-- Graphing 3-D equations onto a 2-D graph grid         18-Sept-99 
-- Elliptical Paraboloid 
-- uses sizeaxis() Xfun 
~ 
The 3-D equation written in terms of X=..., Y=... and Z=... then I
calculate cross-section (trace) arrays of {x,y,z} points.  I next
convert the 3-D point arrays to corresponding 2-D point arrays and do
"plotline".  The result is a trace sketch of various quadric surfaces
in perfect perspective according to the placement of the Z-axis at an
angle of 45° between the -X axis and -Y axis. 
 
by Eric Collins 
<EricandTammyCollins@worldnet.att.net> 
~ 
 
a=6; b=1; c=2 
TOPtrace=5 
GRID=20 
---- toggle for direcection orientation -- "0" = off, "1" = on 
pos=1 
neg=0 
 
Zax={{Xmin,Xmin}/2,{0,0},{Xmax,Xmax}/2} 
plotline Zax 
tic_adjuster=10 
 
---- Surface Equation 
fy(X,Z)=((X/a)^2+(Z/c)^2)/b 
fz(X,Y)=c*sqrt((Y*b)-(X/a)^2) 
fx(Y,Z)=a*sqrt((Y*b)-(Z/c)^2) 
 
---- Array Variables 
Zint=fz(0,T) -- Z-intercept for top and bottom traces 
Z[z]=(z-2*Zint*5-1)*.1 dim[2*Zint*10+1] 
Xint=fx(T,0)  -- X-intercept for top and bottom traces 
EX[ex]=(ex-2*Xint*5-1)*.1 dim[2*Xint*10+1] 
 
 
---- Trace coordinate arrays equations 
YZtrace={0,o*fy(0,Z),Z} 
XZtrace={EX,0,fz(EX,0)} 
XYtrace={EX,o*fy(EX,0),0} 
T=TOPtrace 
XZtraceT={EX,o*T,fz(EX,T)} 
XZtraceT2={EX,o*T,-fz(EX,T)} 
o=pos-neg 
 
---- Array coordinate converter:  (x,y,z) to (x,y) -- 3D to 2D coordinates 
YZtracept={YZtrace[1]-YZtrace[3]/2,YZtrace[2]-YZtrace[3]/2} 
plotline YZtracept 
 
XZtracept={XZtrace[1]-XZtrace[3]/2,XZtrace[2]-XZtrace[3]/2} 
plotline XZtracept 
 
XZtraceptT={XZtraceT[1]-XZtraceT[3]/2,XZtraceT[2]-XZtraceT[3]/2} 
plotline XZtraceptT 
XZtraceptT2={XZtraceT2[1]-XZtraceT2[3]/2,XZtraceT2[2]-XZtraceT2[3]/2} 
plotline XZtraceptT2 
 
 
XYtracept={XYtrace[1]-XYtrace[3]/2,XYtrace[2]-XYtrace[3]/2} 
plotline XYtracept 
 
 
ta=tic_adjuster 
tics[t]=(t-Xmax+ta)*.5  dim[2*trunc(Xmax)] 

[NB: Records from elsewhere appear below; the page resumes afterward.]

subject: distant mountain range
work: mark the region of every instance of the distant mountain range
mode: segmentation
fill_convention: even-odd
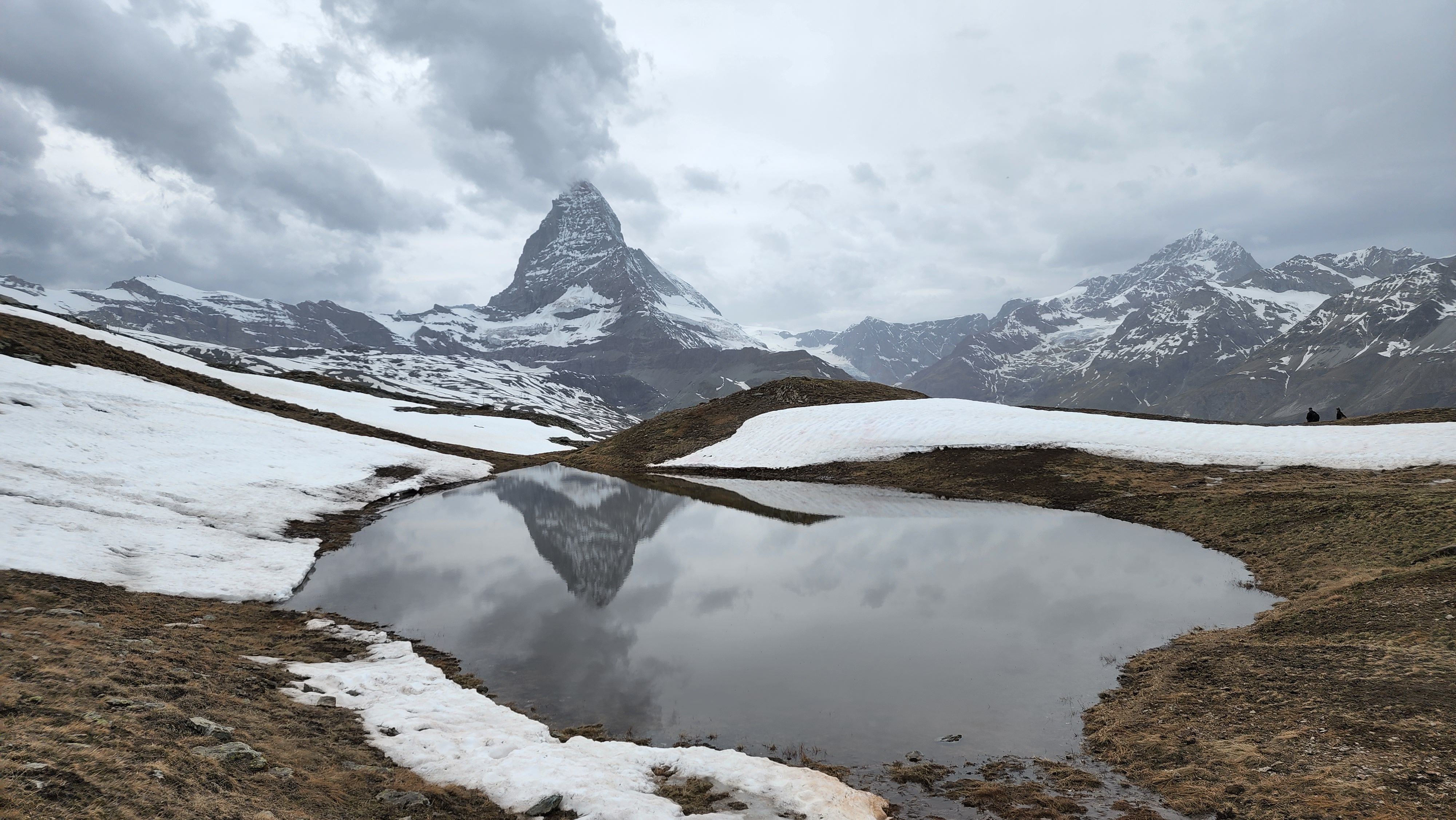
[[[511,284],[485,306],[364,313],[332,301],[202,291],[160,277],[57,291],[3,277],[0,294],[265,373],[309,370],[418,393],[438,393],[446,380],[457,399],[480,403],[498,401],[495,385],[514,374],[517,406],[565,414],[552,393],[582,405],[579,392],[604,405],[593,409],[598,418],[616,414],[617,427],[785,376],[850,379],[807,351],[769,350],[724,319],[690,284],[628,246],[616,213],[590,182],[552,202]],[[469,363],[475,373],[451,376],[440,357]]]
[[[1128,271],[1034,300],[917,323],[792,332],[725,319],[630,248],[579,182],[526,240],[488,304],[364,313],[202,291],[160,277],[0,296],[261,373],[304,370],[609,431],[783,376],[932,396],[1297,421],[1456,403],[1456,258],[1402,248],[1261,267],[1195,230]]]
[[[842,334],[783,338],[859,374],[878,367],[881,382],[1012,405],[1226,421],[1452,405],[1453,262],[1366,248],[1264,268],[1238,243],[1195,230],[1127,272],[1010,300],[993,318],[865,319]],[[946,323],[967,329],[949,350]],[[935,361],[914,367],[927,351]]]

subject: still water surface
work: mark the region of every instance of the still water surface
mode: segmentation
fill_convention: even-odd
[[[547,465],[389,511],[287,606],[424,638],[555,725],[802,743],[859,766],[1060,756],[1117,663],[1273,600],[1227,555],[1088,513],[715,484],[840,517]]]

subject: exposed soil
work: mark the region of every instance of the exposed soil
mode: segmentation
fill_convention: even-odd
[[[1187,533],[1291,599],[1131,658],[1089,750],[1185,814],[1456,814],[1456,469],[1243,470],[939,450],[789,470]]]
[[[828,385],[814,403],[833,401],[843,383]],[[751,415],[764,412],[740,396]],[[646,422],[562,460],[645,472],[727,438],[748,418],[727,402],[677,411],[670,425]],[[1453,419],[1456,409],[1444,408],[1329,424]],[[632,453],[641,453],[635,465]],[[673,472],[897,486],[1187,533],[1290,600],[1251,626],[1192,632],[1131,658],[1120,689],[1083,715],[1089,752],[1185,814],[1456,816],[1456,468],[1251,470],[946,449]]]
[[[218,379],[213,379],[211,376],[169,367],[138,352],[121,350],[106,342],[47,325],[45,322],[12,316],[9,313],[0,313],[0,354],[25,358],[38,364],[60,367],[89,364],[92,367],[131,373],[134,376],[150,379],[151,382],[172,385],[173,387],[182,387],[183,390],[202,393],[204,396],[213,396],[239,406],[269,412],[272,415],[291,418],[304,424],[328,427],[329,430],[338,430],[354,435],[383,438],[386,441],[396,441],[399,444],[409,444],[422,450],[434,450],[437,453],[447,453],[451,456],[486,460],[495,465],[498,470],[542,463],[540,459],[530,456],[515,456],[511,453],[463,447],[460,444],[428,441],[403,433],[395,433],[393,430],[383,430],[379,427],[370,427],[368,424],[349,421],[331,412],[312,411],[298,405],[281,402],[278,399],[269,399],[256,393],[239,390],[237,387],[233,387]]]
[[[511,817],[479,792],[393,768],[352,711],[297,703],[277,692],[293,679],[282,666],[242,658],[358,651],[303,629],[306,615],[16,571],[0,572],[0,609],[3,817]],[[194,754],[221,740],[192,717],[233,727],[266,763]],[[376,800],[384,789],[430,805]]]
[[[722,441],[744,421],[760,414],[798,406],[923,398],[925,393],[874,382],[795,376],[655,415],[606,441],[559,456],[559,460],[568,466],[604,473],[641,472],[644,465],[686,456]]]
[[[1153,421],[1188,421],[1192,424],[1243,424],[1241,421],[1214,421],[1211,418],[1185,418],[1181,415],[1158,415],[1152,412],[1104,411],[1096,408],[1047,408],[1026,405],[1028,409],[1050,409],[1060,412],[1089,412],[1095,415],[1115,415],[1121,418],[1149,418]],[[1430,424],[1439,421],[1456,421],[1456,408],[1421,408],[1412,411],[1377,412],[1372,415],[1348,417],[1335,421],[1334,414],[1315,424]],[[1255,422],[1258,427],[1289,427],[1289,424]],[[1306,422],[1296,422],[1303,425]]]

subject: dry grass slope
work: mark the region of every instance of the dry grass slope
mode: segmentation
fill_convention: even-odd
[[[794,376],[766,382],[721,399],[655,415],[612,438],[561,459],[566,466],[606,473],[642,472],[648,465],[686,456],[722,441],[744,421],[766,412],[814,405],[923,399],[925,393],[875,382],[839,382]]]

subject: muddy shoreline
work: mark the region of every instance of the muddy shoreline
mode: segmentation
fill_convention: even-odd
[[[1453,468],[1248,470],[1019,449],[671,472],[895,486],[1185,533],[1289,600],[1133,657],[1085,712],[1086,750],[1185,814],[1456,811]]]

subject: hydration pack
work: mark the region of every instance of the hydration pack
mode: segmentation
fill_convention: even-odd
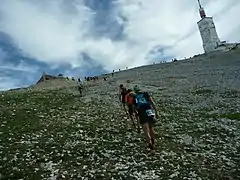
[[[149,99],[147,98],[146,93],[138,93],[135,95],[135,101],[136,101],[136,108],[139,109],[143,106],[149,106],[151,103]]]

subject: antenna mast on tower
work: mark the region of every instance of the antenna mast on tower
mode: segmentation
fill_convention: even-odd
[[[199,14],[200,14],[201,18],[203,19],[203,18],[206,17],[206,13],[205,13],[205,11],[204,11],[201,3],[200,3],[200,0],[198,0],[198,5],[199,5]]]

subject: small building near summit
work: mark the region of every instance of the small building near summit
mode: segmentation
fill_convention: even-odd
[[[198,0],[198,5],[201,20],[197,24],[202,37],[204,52],[229,51],[233,48],[238,48],[237,43],[227,43],[226,41],[220,40],[213,18],[206,16],[200,0]]]
[[[38,80],[38,83],[43,82],[43,81],[47,81],[47,80],[51,80],[51,79],[60,79],[61,77],[57,77],[57,76],[52,76],[52,75],[48,75],[45,72],[43,72],[42,76],[40,77],[40,79]]]

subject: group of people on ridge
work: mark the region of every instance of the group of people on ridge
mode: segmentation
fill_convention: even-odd
[[[138,85],[132,89],[126,89],[123,84],[119,86],[119,100],[123,109],[129,115],[134,127],[134,117],[137,120],[137,130],[140,133],[140,125],[146,136],[151,153],[155,152],[154,124],[158,118],[157,109],[153,98],[148,92],[142,92]],[[127,109],[126,109],[127,108]]]

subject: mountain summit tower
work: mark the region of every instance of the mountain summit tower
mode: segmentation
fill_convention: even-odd
[[[201,20],[197,24],[203,41],[203,49],[205,53],[209,53],[215,51],[221,44],[221,41],[218,37],[213,18],[206,16],[200,0],[198,0],[198,4]]]

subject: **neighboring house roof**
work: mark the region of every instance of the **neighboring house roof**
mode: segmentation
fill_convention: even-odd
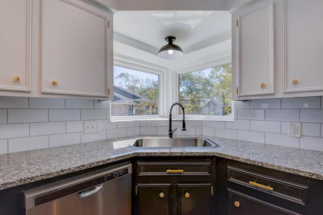
[[[135,105],[143,102],[157,104],[157,102],[129,90],[114,86],[114,100],[111,101],[111,104]]]

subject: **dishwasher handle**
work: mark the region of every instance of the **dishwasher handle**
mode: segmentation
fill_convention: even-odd
[[[99,185],[95,186],[95,187],[91,187],[90,188],[79,192],[77,193],[77,197],[79,198],[84,198],[100,192],[100,191],[103,189],[103,184],[101,184]]]

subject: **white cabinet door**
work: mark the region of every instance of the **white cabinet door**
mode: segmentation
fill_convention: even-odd
[[[232,21],[233,99],[274,94],[274,3],[239,9]]]
[[[82,1],[41,4],[42,93],[109,97],[112,15]]]
[[[284,93],[323,90],[322,10],[321,0],[285,1]]]
[[[0,90],[31,91],[31,0],[0,1]]]

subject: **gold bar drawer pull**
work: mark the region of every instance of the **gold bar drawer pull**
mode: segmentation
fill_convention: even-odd
[[[166,172],[169,172],[169,173],[181,173],[181,172],[184,172],[184,170],[180,170],[180,169],[178,169],[178,170],[171,170],[171,169],[169,169],[169,170],[166,170]]]
[[[255,181],[249,181],[249,183],[250,184],[252,184],[252,185],[254,185],[254,186],[258,187],[261,187],[262,188],[268,190],[271,190],[272,191],[274,190],[274,187],[272,187],[270,186],[269,185],[266,186],[266,185],[264,185],[263,184],[259,184],[258,183],[256,183]]]

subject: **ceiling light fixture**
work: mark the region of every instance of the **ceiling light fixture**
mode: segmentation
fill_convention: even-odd
[[[173,42],[175,41],[176,39],[176,38],[175,37],[166,37],[165,40],[168,44],[160,48],[158,53],[158,56],[169,60],[183,56],[184,53],[183,53],[183,50],[181,47],[177,45],[173,44]]]

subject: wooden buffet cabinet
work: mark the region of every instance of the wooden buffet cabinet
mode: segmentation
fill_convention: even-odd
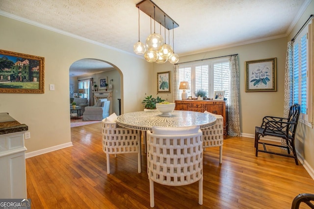
[[[228,134],[228,105],[216,100],[176,100],[176,110],[204,112],[205,110],[224,118],[224,138]]]

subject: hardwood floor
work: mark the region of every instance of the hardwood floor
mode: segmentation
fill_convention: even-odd
[[[136,154],[110,156],[106,173],[101,123],[71,128],[74,146],[26,159],[27,198],[32,209],[149,208],[146,154],[142,173]],[[224,141],[203,154],[203,205],[198,183],[183,186],[154,183],[155,208],[288,209],[301,193],[314,193],[314,181],[293,158],[259,153],[254,139]]]

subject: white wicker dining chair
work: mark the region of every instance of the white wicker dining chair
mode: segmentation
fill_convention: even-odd
[[[198,203],[203,205],[202,134],[199,126],[153,127],[147,131],[151,207],[155,206],[154,182],[180,186],[198,181]]]
[[[207,147],[219,147],[219,163],[222,163],[222,146],[224,144],[224,118],[220,115],[216,115],[207,111],[216,117],[216,124],[212,126],[202,130],[203,131],[203,147],[204,151]]]
[[[107,173],[110,174],[109,155],[114,154],[116,157],[117,154],[126,153],[137,153],[137,170],[140,173],[141,172],[140,132],[117,127],[116,121],[115,113],[102,121],[103,150],[106,154]]]

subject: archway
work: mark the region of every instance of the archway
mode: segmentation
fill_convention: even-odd
[[[69,69],[70,100],[73,98],[73,94],[78,93],[78,82],[81,80],[89,80],[92,78],[93,83],[90,84],[90,94],[85,96],[88,97],[88,105],[95,104],[93,100],[96,92],[105,92],[105,88],[100,87],[101,80],[105,79],[107,83],[111,84],[111,89],[107,88],[108,91],[112,91],[110,102],[110,112],[118,114],[121,112],[121,104],[119,99],[123,96],[123,75],[121,71],[112,63],[105,60],[84,58],[74,62]],[[96,89],[92,90],[92,86],[97,85]],[[98,89],[98,90],[97,90]],[[81,113],[82,115],[83,113]]]

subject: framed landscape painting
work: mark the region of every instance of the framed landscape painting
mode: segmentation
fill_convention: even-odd
[[[170,71],[157,73],[157,92],[170,93]]]
[[[245,62],[245,91],[276,91],[276,57]]]
[[[43,94],[45,58],[0,50],[0,93]]]

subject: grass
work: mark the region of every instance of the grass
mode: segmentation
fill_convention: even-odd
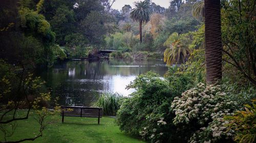
[[[120,107],[119,102],[122,98],[118,93],[102,93],[99,99],[92,104],[92,106],[103,108],[103,114],[104,115],[115,116]]]
[[[34,141],[23,142],[144,142],[121,132],[114,119],[110,117],[101,118],[100,125],[97,124],[97,118],[65,117],[63,123],[61,119],[57,115],[49,117],[48,120],[51,123],[47,126],[42,137]],[[18,124],[14,136],[8,138],[9,141],[32,137],[37,134],[38,124],[31,117]],[[4,141],[2,135],[0,134],[0,142]]]

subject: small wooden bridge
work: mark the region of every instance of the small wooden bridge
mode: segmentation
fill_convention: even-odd
[[[99,50],[98,51],[98,53],[111,53],[112,52],[115,52],[116,50]]]

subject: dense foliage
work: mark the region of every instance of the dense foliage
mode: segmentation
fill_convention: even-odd
[[[170,135],[177,128],[172,123],[170,104],[174,97],[188,89],[192,82],[182,75],[162,79],[149,72],[138,76],[127,87],[136,92],[123,101],[117,112],[116,121],[120,129],[154,142],[182,139],[178,134]]]

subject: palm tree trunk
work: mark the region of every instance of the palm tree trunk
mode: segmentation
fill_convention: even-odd
[[[140,41],[142,42],[142,21],[140,21]]]
[[[221,80],[222,45],[220,0],[205,0],[206,82]]]

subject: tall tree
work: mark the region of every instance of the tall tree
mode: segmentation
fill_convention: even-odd
[[[164,52],[163,61],[168,65],[184,64],[187,60],[189,53],[189,37],[179,35],[177,32],[171,34],[163,44],[168,48]]]
[[[135,8],[130,13],[131,18],[135,21],[140,22],[140,41],[142,42],[142,23],[147,23],[150,20],[150,3],[145,0],[143,2],[134,3]]]
[[[215,83],[222,78],[222,46],[220,0],[205,0],[206,82]]]

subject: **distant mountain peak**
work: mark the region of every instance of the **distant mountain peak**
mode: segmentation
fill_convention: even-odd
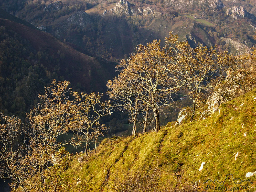
[[[165,0],[164,2],[179,9],[198,7],[220,9],[225,6],[221,0]]]
[[[226,13],[228,15],[231,16],[235,19],[246,17],[253,20],[256,20],[256,17],[254,15],[248,13],[243,7],[241,6],[235,6],[228,8]]]
[[[44,9],[44,11],[50,12],[52,11],[58,10],[62,9],[62,2],[61,1],[56,1],[46,5]]]
[[[124,14],[126,17],[148,15],[156,16],[162,14],[160,12],[148,7],[144,8],[140,7],[136,7],[135,5],[131,4],[127,0],[120,0],[116,4],[114,8],[110,9],[110,11],[118,15]],[[103,16],[105,15],[106,12],[106,10],[104,11]]]

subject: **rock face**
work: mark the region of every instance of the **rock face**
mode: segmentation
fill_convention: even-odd
[[[67,20],[68,25],[74,24],[79,28],[84,28],[88,23],[92,23],[90,16],[84,11],[80,11],[71,15]]]
[[[148,7],[144,8],[136,7],[134,5],[131,4],[126,0],[120,0],[110,11],[118,15],[123,14],[126,17],[149,15],[156,16],[161,15],[162,14],[160,12]],[[105,14],[105,12],[104,11],[102,16],[104,15]]]
[[[39,30],[41,30],[45,32],[46,31],[46,28],[43,25],[40,25],[39,27],[37,27],[37,28]]]
[[[226,13],[228,15],[230,15],[236,19],[245,17],[253,20],[256,19],[255,16],[248,13],[243,7],[241,6],[235,6],[229,8],[227,9]]]
[[[237,50],[237,52],[236,54],[236,55],[248,54],[251,52],[249,47],[242,43],[237,42],[228,38],[221,37],[221,39],[225,41],[226,44],[229,45]]]
[[[59,10],[62,8],[62,2],[61,1],[58,1],[48,4],[44,9],[44,11],[50,12],[52,11]]]
[[[235,81],[239,82],[244,77],[242,73],[239,72],[233,76],[231,70],[226,71],[226,84],[228,86],[224,88],[221,85],[216,86],[215,88],[215,91],[209,99],[208,107],[205,111],[207,113],[212,114],[217,111],[221,103],[229,101],[236,97],[242,94],[243,92],[239,86]],[[219,109],[219,115],[220,111]]]
[[[164,3],[179,9],[197,7],[219,9],[225,6],[220,0],[165,0]]]
[[[66,31],[71,25],[74,25],[78,28],[82,29],[86,27],[88,25],[93,24],[91,16],[84,11],[80,11],[71,15],[67,20],[60,24],[54,33],[56,37],[59,38],[62,33]]]
[[[129,16],[137,16],[134,8],[135,5],[131,4],[126,0],[120,0],[111,10],[118,15],[124,14],[127,17]]]
[[[175,124],[179,125],[181,123],[182,121],[185,119],[187,115],[187,109],[186,108],[182,108],[179,113],[177,122]]]

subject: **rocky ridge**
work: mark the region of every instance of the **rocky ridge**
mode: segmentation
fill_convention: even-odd
[[[159,12],[148,7],[136,7],[135,5],[131,4],[127,0],[120,0],[113,8],[110,10],[110,11],[118,15],[123,14],[126,17],[148,15],[157,16],[162,15]],[[102,16],[104,16],[107,12],[106,9],[105,10]]]
[[[256,20],[254,15],[249,13],[243,7],[235,6],[227,9],[226,13],[228,15],[230,15],[234,19],[237,19],[241,17],[247,17],[253,20]]]
[[[225,41],[226,44],[229,44],[237,51],[237,55],[250,54],[250,48],[243,44],[237,42],[229,38],[221,38],[221,39]]]
[[[220,0],[165,0],[164,3],[179,9],[193,7],[220,9],[225,6]]]
[[[46,5],[44,9],[44,11],[49,12],[52,11],[58,10],[62,9],[62,6],[61,1],[56,1]]]
[[[86,27],[87,25],[92,25],[93,23],[91,16],[84,11],[80,11],[71,15],[66,21],[60,24],[53,33],[55,36],[59,38],[63,33],[66,31],[71,24],[82,29]]]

Ztics[t]={tics[t],tics[t]} 
Ztics2[t]={tics[t]-1/8,tics[t]} 
Ztics3[t]={tics[t]-1/4,tics[t]} 
plotline {Ztics[1],Ztics2[1],Ztics3[1]} 
plotline {Ztics[2],Ztics2[2],Ztics3[2]} 
plotline {Ztics[3],Ztics2[3],Ztics3[3]} 
plotline {Ztics[4],Ztics2[4],Ztics3[4]} 
plotline {Ztics[5],Ztics2[5],Ztics3[5]} 
plotline {Ztics[6],Ztics2[6],Ztics3[6]} 
plotline {Ztics[7],Ztics2[7],Ztics3[7]} 
plotline {Ztics[8],Ztics2[8],Ztics3[8]} 
plotline {Ztics[9],Ztics2[9],Ztics3[9]} 
plotline {Ztics[10],Ztics2[10],Ztics3[10]} 
plotline {Ztics[11],Ztics2[11],Ztics3[11]} 
plotline {Ztics[12],Ztics2[12],Ztics3[12]} 
plotline {Ztics[13],Ztics2[13],Ztics3[13]} 
plotline {Ztics[14],Ztics2[14],Ztics3[14]} 
plotline {Ztics[15],Ztics2[15],Ztics3[15]} 
plotline {Ztics[16],Ztics2[16],Ztics3[16]} 
plotline {Ztics[17],Ztics2[17],Ztics3[17]} 
plotline {Ztics[18],Ztics2[18],Ztics3[18]} 
plotline {Ztics[19],Ztics2[19],Ztics3[19]} 
 
 
Xmax=GRID 
Xmin=-GRID 
Ymin=-GRID 
Ymax=GRID 
 
Xdiv=2 
Ydiv=2 
Xshowgrid=on 
Yshowgrid=on 
--Xlabel="x" 
--Ylabel="y" 
 
sizeaxis(1,(Ymax-Ymin)/(Xmax-Xmin)):